Adiabatic theorem and Born Oppenheimer Approximation

I try to understand the BO approximation here.

If we walk in mountain, some times, quit a bunch of mosquitoes like bees would fly around your head. You keep on hiking but the bees follow you by swirling around your head (and making noise too...really annoying).

Now, in molecule or materials, the nucleus can be given analogy of your head. The electrons can be given an analogy of bees around the head of a hiker. Here, the movement of the hiker's head (nucleus) does not affect the movement of bees (electron movement). This analogy may be useful for a kindergartner. But, for me, it is not enough. How to understand this really? Let us break this big problem in to pieces.

Another usual textbook discussion is the following. The mass of proton is 1837 times heavier than electron. Thus, nucleus is much much heavier than electron. Because of this, we can consider the nucleus is fixed in space and electrons are the only moving particles. This also doesn't makes sense to me. Just the higher mass consideration is not a satisfying argument to me.

So, I need a more intuitive as well as rigorous argument.

Let us start with Adiabatic theorem.

If a quantum system is changed gradually, the final state has the same state as the original state. Griffiths Quantum Mechanics beautifully explains this quantum adiabatic theorem. What if we change the system drastically?
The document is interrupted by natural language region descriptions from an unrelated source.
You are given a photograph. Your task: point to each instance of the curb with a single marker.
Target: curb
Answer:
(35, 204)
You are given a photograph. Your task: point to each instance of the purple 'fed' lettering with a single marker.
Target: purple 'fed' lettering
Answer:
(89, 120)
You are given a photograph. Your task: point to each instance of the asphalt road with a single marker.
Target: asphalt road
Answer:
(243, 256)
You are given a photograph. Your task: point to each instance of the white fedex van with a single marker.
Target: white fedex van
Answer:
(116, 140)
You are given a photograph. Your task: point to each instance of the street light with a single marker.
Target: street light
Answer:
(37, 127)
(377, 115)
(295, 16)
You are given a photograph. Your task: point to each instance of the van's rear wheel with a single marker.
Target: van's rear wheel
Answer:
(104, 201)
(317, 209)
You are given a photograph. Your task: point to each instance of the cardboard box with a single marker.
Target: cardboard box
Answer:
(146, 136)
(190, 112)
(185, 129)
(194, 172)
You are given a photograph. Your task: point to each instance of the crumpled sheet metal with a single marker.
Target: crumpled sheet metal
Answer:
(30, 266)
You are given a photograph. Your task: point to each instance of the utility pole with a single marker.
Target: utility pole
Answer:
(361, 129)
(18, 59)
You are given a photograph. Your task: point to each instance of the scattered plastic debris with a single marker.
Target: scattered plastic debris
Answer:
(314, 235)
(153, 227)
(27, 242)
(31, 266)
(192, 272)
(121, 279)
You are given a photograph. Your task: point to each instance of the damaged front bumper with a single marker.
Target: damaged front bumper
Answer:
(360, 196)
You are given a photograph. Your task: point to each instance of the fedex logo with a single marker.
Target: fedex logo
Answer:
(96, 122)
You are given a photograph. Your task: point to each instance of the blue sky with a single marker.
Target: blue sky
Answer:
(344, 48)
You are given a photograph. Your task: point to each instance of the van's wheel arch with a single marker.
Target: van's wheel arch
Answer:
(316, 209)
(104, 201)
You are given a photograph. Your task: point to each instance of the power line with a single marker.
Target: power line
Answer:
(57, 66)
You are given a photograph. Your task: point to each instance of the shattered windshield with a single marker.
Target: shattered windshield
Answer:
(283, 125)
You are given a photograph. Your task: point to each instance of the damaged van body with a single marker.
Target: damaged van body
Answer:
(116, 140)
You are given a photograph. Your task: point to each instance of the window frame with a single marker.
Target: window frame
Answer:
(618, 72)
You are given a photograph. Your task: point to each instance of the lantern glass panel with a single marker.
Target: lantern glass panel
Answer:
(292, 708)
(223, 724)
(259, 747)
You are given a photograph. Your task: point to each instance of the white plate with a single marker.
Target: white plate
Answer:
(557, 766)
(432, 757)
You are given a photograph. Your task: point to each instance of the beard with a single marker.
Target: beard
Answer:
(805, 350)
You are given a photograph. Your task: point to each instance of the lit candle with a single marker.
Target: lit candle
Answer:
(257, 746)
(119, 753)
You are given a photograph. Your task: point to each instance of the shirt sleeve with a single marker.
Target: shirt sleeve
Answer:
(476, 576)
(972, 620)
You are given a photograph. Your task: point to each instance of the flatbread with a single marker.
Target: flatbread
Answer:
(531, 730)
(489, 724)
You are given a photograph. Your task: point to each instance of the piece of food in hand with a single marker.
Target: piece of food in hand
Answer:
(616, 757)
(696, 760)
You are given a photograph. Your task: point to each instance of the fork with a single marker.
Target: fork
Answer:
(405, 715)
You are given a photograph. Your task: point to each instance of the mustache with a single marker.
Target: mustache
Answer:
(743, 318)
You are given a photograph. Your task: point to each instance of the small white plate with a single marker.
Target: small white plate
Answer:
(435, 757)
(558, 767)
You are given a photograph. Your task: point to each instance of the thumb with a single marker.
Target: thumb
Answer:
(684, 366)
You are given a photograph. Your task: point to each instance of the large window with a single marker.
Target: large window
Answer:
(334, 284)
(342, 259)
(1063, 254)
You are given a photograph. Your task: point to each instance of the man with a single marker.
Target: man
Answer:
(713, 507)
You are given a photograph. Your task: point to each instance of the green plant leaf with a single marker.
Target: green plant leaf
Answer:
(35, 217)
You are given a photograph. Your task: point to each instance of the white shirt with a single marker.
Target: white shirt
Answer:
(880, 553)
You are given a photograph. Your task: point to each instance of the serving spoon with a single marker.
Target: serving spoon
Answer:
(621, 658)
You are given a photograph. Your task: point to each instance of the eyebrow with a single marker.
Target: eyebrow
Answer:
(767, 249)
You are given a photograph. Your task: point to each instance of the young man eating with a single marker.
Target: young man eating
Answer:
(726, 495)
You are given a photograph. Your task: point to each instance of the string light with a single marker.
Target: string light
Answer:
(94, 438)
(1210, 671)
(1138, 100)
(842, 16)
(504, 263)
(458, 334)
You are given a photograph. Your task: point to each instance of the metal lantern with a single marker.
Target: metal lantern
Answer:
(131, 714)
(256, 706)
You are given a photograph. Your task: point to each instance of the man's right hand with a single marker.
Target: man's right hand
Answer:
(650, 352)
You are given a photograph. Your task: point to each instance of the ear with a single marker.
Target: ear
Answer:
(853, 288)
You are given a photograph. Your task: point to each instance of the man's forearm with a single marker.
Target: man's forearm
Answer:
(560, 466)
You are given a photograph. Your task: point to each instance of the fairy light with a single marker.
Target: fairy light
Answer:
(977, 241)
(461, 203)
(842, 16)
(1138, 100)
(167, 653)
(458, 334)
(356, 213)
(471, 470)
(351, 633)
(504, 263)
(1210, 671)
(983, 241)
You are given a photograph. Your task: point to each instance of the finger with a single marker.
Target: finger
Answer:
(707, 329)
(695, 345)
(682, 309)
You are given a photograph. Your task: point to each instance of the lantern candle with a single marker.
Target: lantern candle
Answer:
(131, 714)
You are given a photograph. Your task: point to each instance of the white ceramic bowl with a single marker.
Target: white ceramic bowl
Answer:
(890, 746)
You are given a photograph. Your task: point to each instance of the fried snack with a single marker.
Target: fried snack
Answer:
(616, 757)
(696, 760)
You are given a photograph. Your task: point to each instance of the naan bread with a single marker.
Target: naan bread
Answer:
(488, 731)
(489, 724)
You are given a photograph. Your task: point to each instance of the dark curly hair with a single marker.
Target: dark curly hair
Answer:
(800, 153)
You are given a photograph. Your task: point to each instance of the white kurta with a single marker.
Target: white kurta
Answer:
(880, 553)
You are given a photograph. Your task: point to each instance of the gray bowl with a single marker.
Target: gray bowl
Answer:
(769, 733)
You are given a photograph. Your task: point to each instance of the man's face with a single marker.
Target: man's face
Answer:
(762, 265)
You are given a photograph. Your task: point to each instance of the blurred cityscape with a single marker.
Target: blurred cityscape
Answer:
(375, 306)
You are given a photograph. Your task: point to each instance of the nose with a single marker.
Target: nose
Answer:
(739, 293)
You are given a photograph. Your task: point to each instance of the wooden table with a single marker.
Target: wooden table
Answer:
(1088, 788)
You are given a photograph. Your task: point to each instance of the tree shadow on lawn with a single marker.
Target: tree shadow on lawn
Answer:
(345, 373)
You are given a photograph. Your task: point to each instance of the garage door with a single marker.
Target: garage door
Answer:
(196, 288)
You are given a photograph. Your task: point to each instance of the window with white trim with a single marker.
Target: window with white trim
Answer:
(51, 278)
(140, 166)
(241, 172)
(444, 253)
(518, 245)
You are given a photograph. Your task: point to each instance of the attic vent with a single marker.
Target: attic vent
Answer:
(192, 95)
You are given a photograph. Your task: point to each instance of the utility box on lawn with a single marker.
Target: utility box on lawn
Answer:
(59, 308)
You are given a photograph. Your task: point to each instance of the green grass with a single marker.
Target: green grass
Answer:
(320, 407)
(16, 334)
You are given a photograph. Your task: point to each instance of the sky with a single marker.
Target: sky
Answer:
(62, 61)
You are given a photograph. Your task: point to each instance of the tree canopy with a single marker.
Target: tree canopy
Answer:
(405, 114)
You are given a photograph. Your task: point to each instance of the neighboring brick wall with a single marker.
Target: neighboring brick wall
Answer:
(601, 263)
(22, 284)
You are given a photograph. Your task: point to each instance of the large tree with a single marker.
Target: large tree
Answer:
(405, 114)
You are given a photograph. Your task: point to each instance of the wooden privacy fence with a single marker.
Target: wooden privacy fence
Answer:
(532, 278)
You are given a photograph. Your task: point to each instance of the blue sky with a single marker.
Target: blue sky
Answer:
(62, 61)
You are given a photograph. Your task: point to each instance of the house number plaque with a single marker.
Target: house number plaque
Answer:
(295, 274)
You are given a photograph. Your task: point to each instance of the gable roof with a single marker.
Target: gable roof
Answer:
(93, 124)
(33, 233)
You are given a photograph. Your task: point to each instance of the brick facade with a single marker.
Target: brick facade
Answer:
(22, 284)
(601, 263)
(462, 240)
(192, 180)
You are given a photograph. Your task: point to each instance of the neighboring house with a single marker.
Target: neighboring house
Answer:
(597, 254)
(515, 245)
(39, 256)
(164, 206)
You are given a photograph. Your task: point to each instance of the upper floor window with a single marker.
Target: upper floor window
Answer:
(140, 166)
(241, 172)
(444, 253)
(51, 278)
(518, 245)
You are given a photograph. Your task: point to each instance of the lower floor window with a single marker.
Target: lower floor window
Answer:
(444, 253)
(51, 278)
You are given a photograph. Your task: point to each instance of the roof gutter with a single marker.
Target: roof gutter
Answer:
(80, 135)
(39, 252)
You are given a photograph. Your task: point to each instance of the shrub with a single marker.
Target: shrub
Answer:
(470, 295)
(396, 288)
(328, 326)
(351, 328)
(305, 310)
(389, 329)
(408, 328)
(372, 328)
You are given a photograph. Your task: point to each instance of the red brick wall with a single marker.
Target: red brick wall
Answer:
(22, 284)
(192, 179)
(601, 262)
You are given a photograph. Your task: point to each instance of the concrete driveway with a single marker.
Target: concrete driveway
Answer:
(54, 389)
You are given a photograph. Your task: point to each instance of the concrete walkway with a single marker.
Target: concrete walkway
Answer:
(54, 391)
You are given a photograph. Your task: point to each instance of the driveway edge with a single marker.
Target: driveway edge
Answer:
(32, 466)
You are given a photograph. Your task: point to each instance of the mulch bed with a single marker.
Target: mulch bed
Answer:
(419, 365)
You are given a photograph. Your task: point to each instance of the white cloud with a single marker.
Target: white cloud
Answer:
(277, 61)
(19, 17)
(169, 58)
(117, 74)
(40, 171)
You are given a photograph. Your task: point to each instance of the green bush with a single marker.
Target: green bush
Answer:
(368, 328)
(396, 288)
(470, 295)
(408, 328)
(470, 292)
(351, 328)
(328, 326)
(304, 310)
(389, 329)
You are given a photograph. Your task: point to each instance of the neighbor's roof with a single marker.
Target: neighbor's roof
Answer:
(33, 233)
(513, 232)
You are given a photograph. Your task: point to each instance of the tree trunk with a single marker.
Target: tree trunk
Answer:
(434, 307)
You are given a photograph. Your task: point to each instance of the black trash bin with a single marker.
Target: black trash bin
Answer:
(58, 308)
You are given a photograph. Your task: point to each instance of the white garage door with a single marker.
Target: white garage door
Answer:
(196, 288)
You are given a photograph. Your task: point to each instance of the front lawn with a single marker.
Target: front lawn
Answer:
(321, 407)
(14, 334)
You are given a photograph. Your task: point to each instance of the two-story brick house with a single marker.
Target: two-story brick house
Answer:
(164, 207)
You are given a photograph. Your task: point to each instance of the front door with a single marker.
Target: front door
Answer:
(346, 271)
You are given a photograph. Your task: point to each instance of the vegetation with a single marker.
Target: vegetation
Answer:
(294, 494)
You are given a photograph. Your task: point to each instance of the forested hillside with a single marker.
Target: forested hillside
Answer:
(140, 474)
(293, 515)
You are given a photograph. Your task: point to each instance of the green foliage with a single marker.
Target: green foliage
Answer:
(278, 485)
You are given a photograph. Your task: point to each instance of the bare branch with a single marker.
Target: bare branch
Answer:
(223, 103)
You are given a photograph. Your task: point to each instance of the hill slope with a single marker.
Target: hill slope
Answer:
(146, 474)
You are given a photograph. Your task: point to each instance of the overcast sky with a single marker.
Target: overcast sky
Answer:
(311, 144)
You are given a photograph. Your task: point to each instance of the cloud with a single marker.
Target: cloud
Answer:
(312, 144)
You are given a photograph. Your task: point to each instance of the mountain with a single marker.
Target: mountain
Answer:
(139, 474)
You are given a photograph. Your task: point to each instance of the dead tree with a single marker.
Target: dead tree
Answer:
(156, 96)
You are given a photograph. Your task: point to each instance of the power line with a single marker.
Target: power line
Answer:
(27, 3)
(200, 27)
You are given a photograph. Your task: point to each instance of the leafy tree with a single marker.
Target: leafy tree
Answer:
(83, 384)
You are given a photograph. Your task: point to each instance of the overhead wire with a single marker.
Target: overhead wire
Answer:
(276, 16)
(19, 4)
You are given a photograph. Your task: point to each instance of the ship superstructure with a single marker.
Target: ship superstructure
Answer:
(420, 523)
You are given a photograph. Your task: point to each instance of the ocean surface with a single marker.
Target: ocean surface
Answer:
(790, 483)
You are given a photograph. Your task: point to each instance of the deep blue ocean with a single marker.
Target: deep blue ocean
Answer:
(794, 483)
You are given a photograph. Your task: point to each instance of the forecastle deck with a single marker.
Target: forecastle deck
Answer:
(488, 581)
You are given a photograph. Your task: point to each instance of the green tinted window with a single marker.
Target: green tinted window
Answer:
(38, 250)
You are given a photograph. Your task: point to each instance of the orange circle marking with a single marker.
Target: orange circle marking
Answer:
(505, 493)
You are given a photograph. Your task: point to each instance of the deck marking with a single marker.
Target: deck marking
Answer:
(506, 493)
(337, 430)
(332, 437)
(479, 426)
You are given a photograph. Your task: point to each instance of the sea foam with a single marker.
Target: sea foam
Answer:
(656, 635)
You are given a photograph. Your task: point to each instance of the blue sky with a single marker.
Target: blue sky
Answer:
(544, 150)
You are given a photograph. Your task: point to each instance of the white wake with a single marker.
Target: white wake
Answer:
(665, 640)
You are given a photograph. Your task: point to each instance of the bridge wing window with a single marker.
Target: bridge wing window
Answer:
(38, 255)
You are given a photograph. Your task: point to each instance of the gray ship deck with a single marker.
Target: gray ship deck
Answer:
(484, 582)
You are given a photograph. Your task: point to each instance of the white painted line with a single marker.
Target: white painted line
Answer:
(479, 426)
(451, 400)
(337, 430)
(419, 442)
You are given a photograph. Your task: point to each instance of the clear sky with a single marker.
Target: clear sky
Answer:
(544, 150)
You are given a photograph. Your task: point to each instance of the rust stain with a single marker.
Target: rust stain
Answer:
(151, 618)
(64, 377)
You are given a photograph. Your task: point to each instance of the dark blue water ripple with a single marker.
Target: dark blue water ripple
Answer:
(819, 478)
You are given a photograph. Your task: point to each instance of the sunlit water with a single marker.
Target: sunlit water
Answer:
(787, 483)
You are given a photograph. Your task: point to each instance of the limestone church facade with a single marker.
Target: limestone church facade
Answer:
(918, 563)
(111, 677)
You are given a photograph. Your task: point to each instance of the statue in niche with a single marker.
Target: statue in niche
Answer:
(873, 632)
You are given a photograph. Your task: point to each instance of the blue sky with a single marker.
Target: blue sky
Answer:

Now, come to Born-Oppenheimer approximation. In BOA, we make use of this adiabatic theorem. Right? Where it is used? How it is used to prove it in original paper? Is there a simpler version (text book version) to understand the proof now?

Relation between statistical adiabatic process and quantum adiabatic theorem

The adiabatic process which we learn in thermodynamics is the process where we decrease/increase the volume of the gases enclosed in a container, slowly so that the pressure remains constant throughout the process.

The quantum mechanical adiabatic theorem says: For a system with non-degenerate ground state, if the system is taken from the ground state to the next (only next excited state) energy level (i.e. excited state) very slowly (the time taken to go from one state to another in a smaller time than the characteristic time of the energy gap of the two energy-levels involved), then the system finally adapts ground state.

Here analogy is as follows (even though it doesn't make sense now)

• Which remains constant: Pressure & Energy
• Which is changed: Volume & State of the system
• In what time : Both are slowly (in QM, it is exactly defined; In TD, not defined (?) clearly.

Adiabatic theorem plays an important role in the definition of topological phases of matter.

In approximate (but most successful) theory such as Density Functional theory, construction of the final state is obtained by slowly changing some  parameters (for e.g., λ) and finally the ground state is obtained. 

What are the connection among these? 

Another similar idea (?) is the derivation of molecular forces by Feynman. What is the exact connection among these?